Sundown was approaching. Too early for owls to be hunting, and too late for hawks to be out. But just the right time, apparently, for an evil from hell to be watching and waiting a chance to snatch a five-month-old kitten. Big, brave coyote, to pick on a kitten I could still pick up in one hand.
I shouldn’t have walked back from the perimeter, thinking they’d follow me; they were having too much fun jumping, pouncing on and chasing each other. The mockingbirds kept me busy as I tried to retrieve each kitten, and Uncle Fred was outrunning or outwitting the dive bombers most of the time. I got everybody into the building in which they spend the night … and then realized Annie hadn’t come with us.
We’re all still in shock after the loss on Monday, July 27. Animals grieve too, don’t let anyone tell you they don’t. Fred hunted for Annie until dark, just as I did, and Uncle Pete kept watch all night for a tiny little all-black body to slip into the yard and curl up with her wooden pillow.

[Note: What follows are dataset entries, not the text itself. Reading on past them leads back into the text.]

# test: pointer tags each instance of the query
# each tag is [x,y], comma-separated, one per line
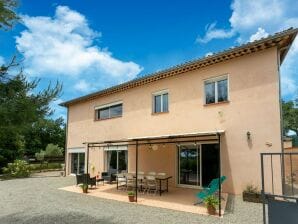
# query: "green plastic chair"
[212,188]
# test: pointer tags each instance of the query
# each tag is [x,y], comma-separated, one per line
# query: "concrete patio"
[38,200]
[179,199]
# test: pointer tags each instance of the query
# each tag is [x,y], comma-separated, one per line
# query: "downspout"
[281,120]
[65,147]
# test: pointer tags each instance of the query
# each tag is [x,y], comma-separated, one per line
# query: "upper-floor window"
[161,102]
[108,111]
[216,90]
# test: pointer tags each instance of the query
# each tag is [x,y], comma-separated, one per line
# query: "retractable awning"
[160,139]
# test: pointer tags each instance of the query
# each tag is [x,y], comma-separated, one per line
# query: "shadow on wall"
[66,218]
[226,167]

Annie Rose, you were named for your grandma, Mama Rosa, and for Annie Oakley. You were a very personable little character, with legs a bit shorter than your brothers and sisters – just like your father, Vader, from the neighboring farm. We on this side hope and pray you’re at the Rainbow Bridge together, and we expect to see you again someday. God bless, sweetheart. We love you.